Por ello, queda claro que la idea de Kast, al irse a presentar a los edificios universitarios, busca desmontar dos mitos:

Que las universidades chilenas estatales son antros de pluralismo, tolerancia y difusión y crítica de las ideas;
Que la izquierda es un actor racional y tolerante, compatible con un sistema democrático.

Si las Universidades buscan desconvocar a Kast con el argumento de que en sus aulas están prohibidas las actividades de proselitismo político, se coloca en un grave aprieto a todas las entidades políticas que han surgido en su seno. Cuestiones tan sencillas como la elección de federación podrían verse reducidas a la elección de una productora de eventos. Tal como ha quedado de manifiesto en la incongruencia de condenar a Cuba por su rechazo a la visita de activistas políticos cuando Chile tiene una norma vigente y enérgicamente aplicada para impedir la visita ya sea de ácratas u otros personeros políticos, queda de manifiesto el absurdo de pretender prohibir las actividades políticas de un claustro fuertemente politizado. Pretender prohibir la política partidista al interior de las Universidades es una costumbre que se heredó desde la dictadura, donde los reglamentos internos todavía prohíben expresamente estos actos, solo que no se les había dado fuerza coercitiva, teniéndolos derogados por desuso.

Otro asunto que buscaba Kast con hacerse el odiado es probar y obtener argumentos para desfinanciar a las universidades estatales. Al ponerse como víctima de agresiones por parte del estusiantado, Kast tendrá evidencia fuerte para afirmar que las universidades no son una corporación que busca el cultivo de las ciencias y el conocimiento, sino meros espacios físicos cooptados por partidos políticos de izquierda radicalizada para sus propios fines; un centro de estudios, un think tank, una sede de agentes políticos peligrosos que financian sus vidas con cargo al fisco. Como ello no solo pone en entredicho el uso de dineros de la gratuidad, también queda en entredicho la existencia de las universidades estatales, ¿Por qué todos deberíamos pagar para que los niñitos revo tengan su espacio seguro? ¿No que la Universidad era para todos, si la pagamos todos?

Claro que el párrafo anterior supone que la Universidad es un lugar donde las ideas se ponen a prueba en razón de su mérito en medio de un debate desapasionado que busca determinar cuál es la vía más sostenible.

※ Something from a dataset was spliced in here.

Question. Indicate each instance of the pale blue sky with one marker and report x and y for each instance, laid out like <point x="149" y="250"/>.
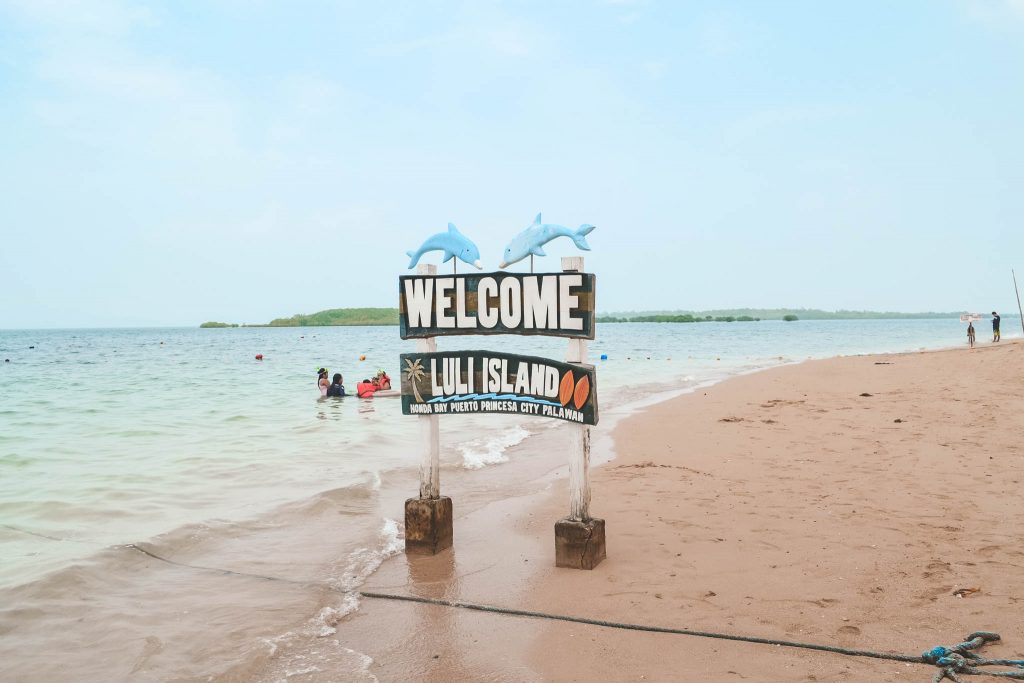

Si las Universidades son explícitamente centros de adoctrinamiento donde los grupos que lo controlan, ya sea financiera o políticamente, imponen la visión de mundo que se dictará en ella, lo dicho en el párrafo anterior no tiene validez. Pero esa conclusión abre la puerta para que derechamente se eliminen las Universidades estatales y solo pueda hacer Universidad aquél que la pueda pagar.

Buenaventura Durrti siempre dice que al fascismo no se le rebate, se le combate. Pero ocurre que, más allá de bravatas por escrito, lo de Kast no está al nivel de violencia previa al estallido de la Guerra Civil española. Podrían dedicarse a mirar mejor qué está ocurriendo con la burbuja inmobiliaria y la tugurización de la inmigración, que es realmente más duro y violento que cualquier discurso del Mac deMarco de Buin.

Podrá sonar amarillo, pero en el juego de la política espectáculo, el que se pica pierde. Piñera lo tuvo que aprender el 4 de agosto de 12011, y ahí está, contando chauchas y pidiendo un cometa Halley a ver si se puede deshacer de la gratuidad. No vayamos nosotros a tener nuestro propio 4 de agosto, cuando nuestra violencia, inepcia y testarudez se nos termine volviendo en contra.